Gestational Diabetes Tied to Increased Sleep Apnea Risk

Gestational Diabetes Tied to Increased Sleep Apnea Risk

Pregnant women with gestational diabetes lose over an hour of sleep each night

FRIDAY, Sept. 6 (HealthDay News) -- There is a strong association between gestational diabetes mellitus (GDM) and obstructive sleep apnea (OSA), according to a study published online Aug. 21 in the Journal of Clinical Endocrinology & Metabolism.

Sirimon Reutrakul, M.D., from the Rush University Medical Center in Chicago, and colleagues used polysomnography in three age- and race-matched groups of women: 15 non-pregnant women without diabetes (NP-NGT), 15 pregnant women with normal glucose tolerance (P-NGT), and 15 pregnant women with GDM (P-GDM). Pregnant women were evaluated during the late second to early third trimester.
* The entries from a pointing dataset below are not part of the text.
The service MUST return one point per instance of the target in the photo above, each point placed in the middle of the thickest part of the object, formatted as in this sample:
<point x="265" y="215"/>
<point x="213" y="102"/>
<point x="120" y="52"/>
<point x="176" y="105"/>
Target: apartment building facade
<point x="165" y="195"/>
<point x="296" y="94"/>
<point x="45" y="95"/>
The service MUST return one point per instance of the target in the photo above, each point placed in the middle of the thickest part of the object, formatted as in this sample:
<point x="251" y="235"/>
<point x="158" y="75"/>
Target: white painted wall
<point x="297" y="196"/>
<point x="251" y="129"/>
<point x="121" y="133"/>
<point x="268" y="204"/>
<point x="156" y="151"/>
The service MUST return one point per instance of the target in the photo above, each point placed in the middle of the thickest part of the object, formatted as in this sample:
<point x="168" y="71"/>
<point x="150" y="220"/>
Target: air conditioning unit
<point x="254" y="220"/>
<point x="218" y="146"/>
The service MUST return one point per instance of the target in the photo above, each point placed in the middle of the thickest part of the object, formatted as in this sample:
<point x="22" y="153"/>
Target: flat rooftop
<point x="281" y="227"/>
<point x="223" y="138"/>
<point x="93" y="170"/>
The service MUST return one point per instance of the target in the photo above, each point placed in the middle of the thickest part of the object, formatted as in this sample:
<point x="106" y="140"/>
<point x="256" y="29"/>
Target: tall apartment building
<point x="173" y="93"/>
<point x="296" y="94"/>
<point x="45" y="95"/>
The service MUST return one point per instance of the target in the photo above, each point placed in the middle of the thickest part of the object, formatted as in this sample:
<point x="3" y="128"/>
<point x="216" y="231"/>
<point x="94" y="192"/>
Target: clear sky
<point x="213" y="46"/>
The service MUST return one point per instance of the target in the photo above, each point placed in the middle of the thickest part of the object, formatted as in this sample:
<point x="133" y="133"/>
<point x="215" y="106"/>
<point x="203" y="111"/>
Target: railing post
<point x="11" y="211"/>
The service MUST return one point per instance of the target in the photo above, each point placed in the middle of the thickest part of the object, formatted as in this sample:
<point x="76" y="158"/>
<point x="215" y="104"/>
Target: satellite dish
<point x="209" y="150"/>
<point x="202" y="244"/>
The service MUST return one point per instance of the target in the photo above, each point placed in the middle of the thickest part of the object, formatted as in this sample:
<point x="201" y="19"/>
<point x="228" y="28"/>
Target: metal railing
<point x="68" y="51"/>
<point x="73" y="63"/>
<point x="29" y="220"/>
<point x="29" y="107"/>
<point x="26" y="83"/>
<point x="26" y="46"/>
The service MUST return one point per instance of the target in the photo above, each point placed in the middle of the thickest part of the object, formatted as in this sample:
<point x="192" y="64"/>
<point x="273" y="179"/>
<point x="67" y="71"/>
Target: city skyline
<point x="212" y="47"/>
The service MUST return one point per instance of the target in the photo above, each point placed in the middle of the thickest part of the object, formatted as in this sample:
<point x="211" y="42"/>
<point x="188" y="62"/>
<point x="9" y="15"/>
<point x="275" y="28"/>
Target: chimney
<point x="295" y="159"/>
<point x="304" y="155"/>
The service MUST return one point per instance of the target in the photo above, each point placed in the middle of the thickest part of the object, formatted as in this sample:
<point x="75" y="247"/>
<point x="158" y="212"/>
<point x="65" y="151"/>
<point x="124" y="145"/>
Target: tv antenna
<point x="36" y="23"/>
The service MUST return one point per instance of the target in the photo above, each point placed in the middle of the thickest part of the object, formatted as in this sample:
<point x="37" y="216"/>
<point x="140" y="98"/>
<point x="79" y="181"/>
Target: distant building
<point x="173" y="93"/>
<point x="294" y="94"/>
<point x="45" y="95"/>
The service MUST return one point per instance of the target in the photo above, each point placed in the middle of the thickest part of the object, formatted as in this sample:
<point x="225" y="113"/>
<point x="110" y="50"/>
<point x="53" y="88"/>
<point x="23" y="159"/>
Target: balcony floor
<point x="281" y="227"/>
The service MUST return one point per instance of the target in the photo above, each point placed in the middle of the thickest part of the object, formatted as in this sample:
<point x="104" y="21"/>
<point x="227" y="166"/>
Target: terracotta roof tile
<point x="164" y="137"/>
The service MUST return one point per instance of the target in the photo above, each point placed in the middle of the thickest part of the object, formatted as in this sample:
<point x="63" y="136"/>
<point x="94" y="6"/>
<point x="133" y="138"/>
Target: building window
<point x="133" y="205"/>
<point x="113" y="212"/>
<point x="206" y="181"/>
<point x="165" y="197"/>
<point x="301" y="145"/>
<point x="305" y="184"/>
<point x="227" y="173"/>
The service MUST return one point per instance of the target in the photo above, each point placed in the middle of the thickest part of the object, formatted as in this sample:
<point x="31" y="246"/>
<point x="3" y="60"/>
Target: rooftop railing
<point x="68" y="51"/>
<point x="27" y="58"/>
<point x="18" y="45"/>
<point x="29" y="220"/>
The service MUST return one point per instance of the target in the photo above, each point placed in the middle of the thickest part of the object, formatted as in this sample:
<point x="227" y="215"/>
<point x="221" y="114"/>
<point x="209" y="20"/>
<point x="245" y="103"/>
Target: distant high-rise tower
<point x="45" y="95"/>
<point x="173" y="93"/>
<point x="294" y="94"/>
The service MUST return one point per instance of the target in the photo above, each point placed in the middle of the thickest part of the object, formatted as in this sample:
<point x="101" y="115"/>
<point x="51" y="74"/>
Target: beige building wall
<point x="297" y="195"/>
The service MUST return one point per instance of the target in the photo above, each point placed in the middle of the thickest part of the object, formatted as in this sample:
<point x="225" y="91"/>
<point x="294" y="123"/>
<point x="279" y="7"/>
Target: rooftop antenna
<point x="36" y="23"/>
The researchers found that P-NGT women had a higher apnea hypopnea index (AHI; median, 2.0 versus 0.5; P = 0.03), more disrupted sleep as reflected by a higher wake time after sleep onset (median, 66 versus 21 minutes; P < 0.01), and a higher microarousal index (median, 16.4 versus 10.6; P = 0.01), compared with NP-NGT women. P-GDM women had significantly lower total sleep time (median, 397 versus 464 minutes; P = 0.02) and a higher AHI (median, 8.2 versus 2.0; P = 0.05) compared to P-NGT women. For P-GDM women, OSA was significantly more prevalent than in P-NGT women (73 versus 27 percent; P = 0.01). A diagnosis of GDM was associated with a diagnosis of OSA, even after adjusting for pre-pregnancy body mass index (odds ratio, 6.60).

"Sleep is more disturbed in GDM than in P-NGT women," the authors conclude.